A 62 anni in pensione e con soli 20 anni di contributi con la disoccupazione INPS che passa al datore di lavoro

Con il contratto di espansione, il lavoratore tramite i rappresentanti sindacali e il datore di lavoro possono accordarsi per i prepensionamenti. E l’età di uscita prevista è proprio quella dei 62 anni di età. Bastano anche 20 anni di contributi versati. In pratica il lavoratore può accedere ad una sorta di pensione anticipata non appena entra nel perimetro dei -5 anni dalla quiescenza. L’anticipo vale sia per la pensione di vecchiaia che per quella anticipata.

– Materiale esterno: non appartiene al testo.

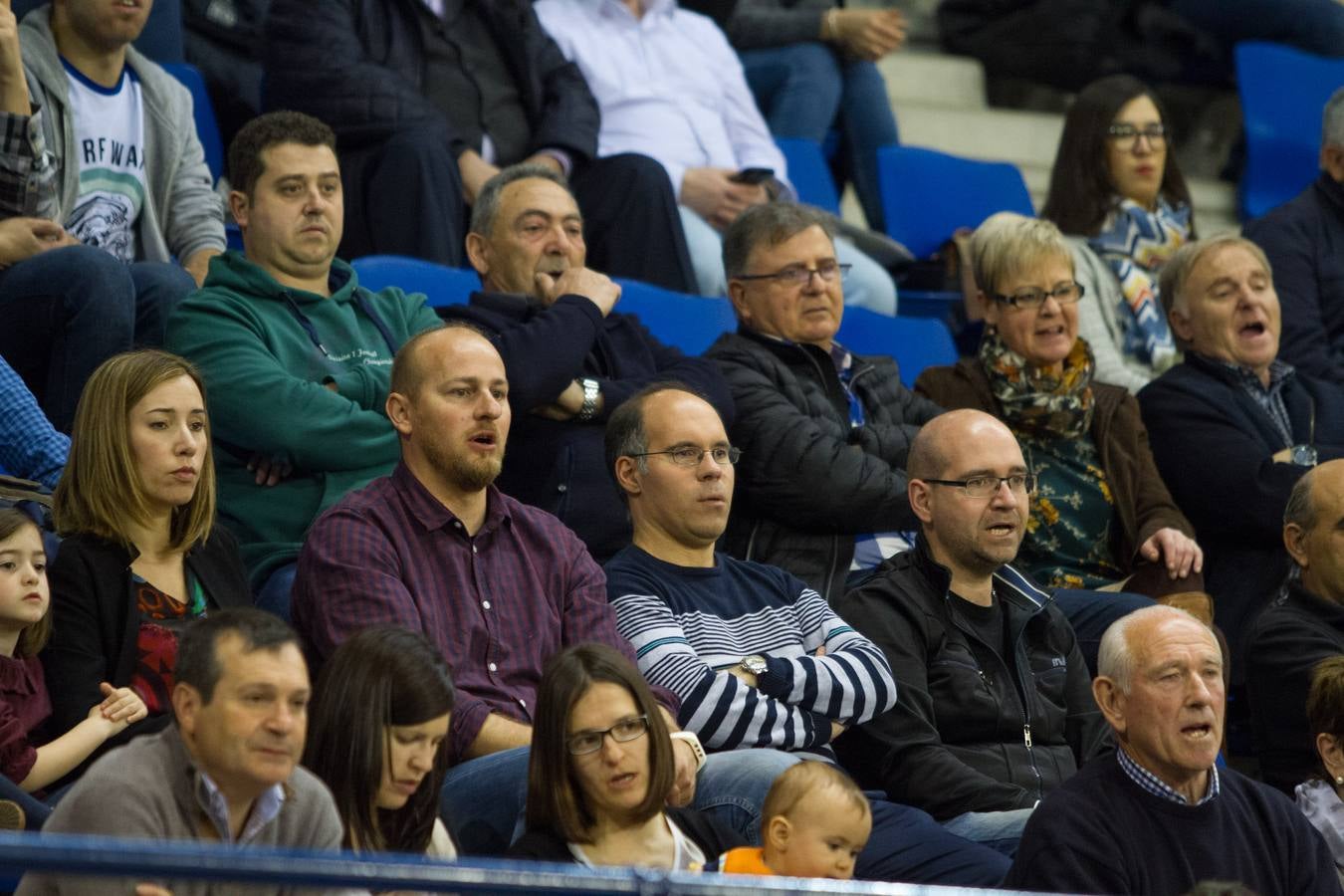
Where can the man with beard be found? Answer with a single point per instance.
(995, 707)
(496, 584)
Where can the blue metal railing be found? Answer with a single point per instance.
(191, 860)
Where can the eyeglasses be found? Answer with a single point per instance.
(799, 276)
(691, 456)
(624, 731)
(1129, 134)
(982, 487)
(1031, 299)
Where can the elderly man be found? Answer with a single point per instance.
(1304, 239)
(1158, 815)
(296, 354)
(227, 772)
(756, 656)
(570, 358)
(995, 708)
(824, 433)
(1233, 426)
(1302, 626)
(498, 585)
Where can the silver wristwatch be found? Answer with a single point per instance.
(590, 394)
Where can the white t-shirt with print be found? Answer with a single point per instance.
(111, 152)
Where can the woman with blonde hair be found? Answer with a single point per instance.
(141, 557)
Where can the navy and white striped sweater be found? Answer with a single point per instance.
(690, 626)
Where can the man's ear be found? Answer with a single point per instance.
(921, 500)
(628, 474)
(479, 253)
(239, 207)
(1110, 700)
(398, 408)
(1294, 539)
(777, 833)
(185, 703)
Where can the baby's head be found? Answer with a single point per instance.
(814, 822)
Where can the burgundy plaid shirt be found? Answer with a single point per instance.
(496, 604)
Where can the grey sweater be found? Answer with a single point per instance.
(181, 214)
(148, 790)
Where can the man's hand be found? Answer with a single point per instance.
(269, 470)
(14, 87)
(22, 238)
(867, 34)
(566, 406)
(1176, 550)
(597, 288)
(475, 172)
(710, 193)
(198, 264)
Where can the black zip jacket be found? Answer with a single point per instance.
(808, 481)
(972, 730)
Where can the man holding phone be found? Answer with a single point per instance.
(669, 87)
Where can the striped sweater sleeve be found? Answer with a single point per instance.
(722, 710)
(851, 681)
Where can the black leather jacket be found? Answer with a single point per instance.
(972, 731)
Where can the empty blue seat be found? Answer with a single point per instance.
(926, 195)
(917, 342)
(441, 285)
(1283, 92)
(809, 172)
(688, 323)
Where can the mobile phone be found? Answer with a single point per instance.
(753, 176)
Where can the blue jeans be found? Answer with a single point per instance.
(1316, 26)
(805, 89)
(1001, 830)
(907, 845)
(69, 310)
(1090, 612)
(483, 799)
(868, 285)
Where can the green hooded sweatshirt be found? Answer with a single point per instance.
(266, 353)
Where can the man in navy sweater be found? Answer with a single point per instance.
(755, 654)
(1158, 815)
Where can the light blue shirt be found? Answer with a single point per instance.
(668, 85)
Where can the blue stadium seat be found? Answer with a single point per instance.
(441, 285)
(809, 173)
(207, 129)
(688, 323)
(1283, 92)
(917, 342)
(926, 195)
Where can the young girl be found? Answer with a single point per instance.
(376, 735)
(24, 625)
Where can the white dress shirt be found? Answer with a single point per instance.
(668, 85)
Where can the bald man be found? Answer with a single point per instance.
(1159, 815)
(1298, 629)
(970, 639)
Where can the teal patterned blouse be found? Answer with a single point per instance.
(1067, 543)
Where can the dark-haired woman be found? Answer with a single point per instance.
(599, 770)
(1117, 189)
(376, 735)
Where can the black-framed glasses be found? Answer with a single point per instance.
(590, 741)
(801, 276)
(982, 487)
(692, 454)
(1032, 299)
(1129, 134)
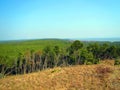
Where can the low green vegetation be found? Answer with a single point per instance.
(20, 57)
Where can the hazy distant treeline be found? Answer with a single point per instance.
(77, 53)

Infatti oltre che con la combinazione 62+20 la possibilità di prepensionamento può scattare anche con 37 anni e 10 mesi di contributi per gli uomini e 36 anni e 10 mesi di contributi per le donne. In ogni caso, senza alcun limite anagrafico. I limiti per le pensioni ordinarie sono sempre gli stessi. Servono 67 anni di età e 20 anni di contributi per la pensione di vecchiaia ordinaria e 42,10 anni di contributi (un anno in meno per le donne), per le pensioni anticipate ordinarie.

Come passa la NASPI dal lavoratore al datore di lavoro

La pensione erogata dall’INPS al lavoratore, sarebbe  pari a quella maturata fino alla data del prepensionamento. La misura verrebbe finanziata dal datore di lavoro, che si accollerebbe l’onere dell’assegno di prepensionamento. L’INPS fungerebbe solo da tramite, cioè da soggetto che paga mensilmente l’assegno come per qualsiasi altra pensione. Sul datore di lavoro anche l’onere di versare i contributi mancanti nei 5 anni di anticipo, ma solo per chi esce prima rispetto alle pensioni anticipate ordinarie. Nessun versamento contributivo infatti si applica per chi anticipa di 5 anni l’uscita rispetto alla pensione a 67 anni di età.

Oltre ai vantaggi di sfoltimento dell’organico (ogni 3 prepensionati obbligatorio assumere 1 nuovo addetto), per il datore di lavoro, un altro considerevole aiuto. Infatti per i primi due anni di prepensionamento l’INPS consentirà all’azienda di scontare fino a due anni di NASPI teoricamente spettante al lavoratore. In caso di perdita involontaria del lavoro, l’INPS liquida ai lavoratori che ne fanno richiesta, un assegno di disoccupazione mensile. In questo caso, il corrispettivo che l’INPS avrebbe dovuto garantire al lavoratore fino ad un massimo di 24 mesi, viene riversato all’azienda. Una parziale partecipazione alle spese che l’azienda deve sostenere per l’assegno di prepensionamento. Un netto vantaggio per i prepensionamenti che riguardano lavoratori a soli due anni dai 67 anni, per i quali l’azienda coprirebbe con i due anni di NASPI quasi tutto l’esborso dello strumento.